Municipalities that opt-out of their state’s legal, licensed cannabis system are doing more harm than good and actually encouraging illicit market sales, according to a new report from Leafly and Whitney Economics.
“Cannabis already circulates in every town in America,” write Bruce Barcott and Beau Whitney in the Opt-Out Report 2022. “A local ban on legal stores effectively creates an economic protection zone for illegal street sellers.”
The report, which analyzes a variety of sales, population and market data from the 14 states with recreational markets, shows a strong correlation between an increase in licensed stores and a decrease in illicit sales.
“The more legal regulated stores, the less illicit street sales,” it states, noting that the earliest legal states have “winnowed the illicit market down to a nub.”
There is also a correlation between stores per capita and legal market capture.
“States with roughly 20 to 40 legal regulated stores per 100,000 residents, in general, have captured 80% to 90% of all cannabis sales in the legal market,” it states. “States with single-digit stores per 100,000 residents tend to struggle to capture legal sales, with the illicit market still accounting for 30% to 50% of sales.”
It cites the example of three states that opened adult-use stores in 2022: Montana and New Mexico each opened a large number of retailers, capturing 75% of the state’s total demand, while New jersey opened a total of 26 stores and captured less than 20% of total demand.
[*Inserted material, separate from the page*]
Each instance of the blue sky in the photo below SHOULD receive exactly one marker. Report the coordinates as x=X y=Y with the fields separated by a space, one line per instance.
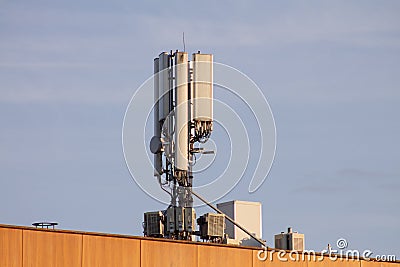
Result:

Per capita, Montana opened 39 stores per 100,000 residents while New Jersey only licensed 0.3 stores per 100,000.
The report also reiterates that teen use does not increase when state-regulated stores open and that illegal, untested products pose a greater risk to public health than those found in regulated markets.
The 20-page report also uses research from New Frontier Data to note that cannabis consumers make a legal purchase two to three times per month and are willing to travel between 12 and 14 minutes from home to shop.
“An observation made by one of the leaders of Washington State’s legalization campaign in 2012 still rings true today: When given a chance, most people prefer to follow the law,” it says. “They just need to be given the opportunity.”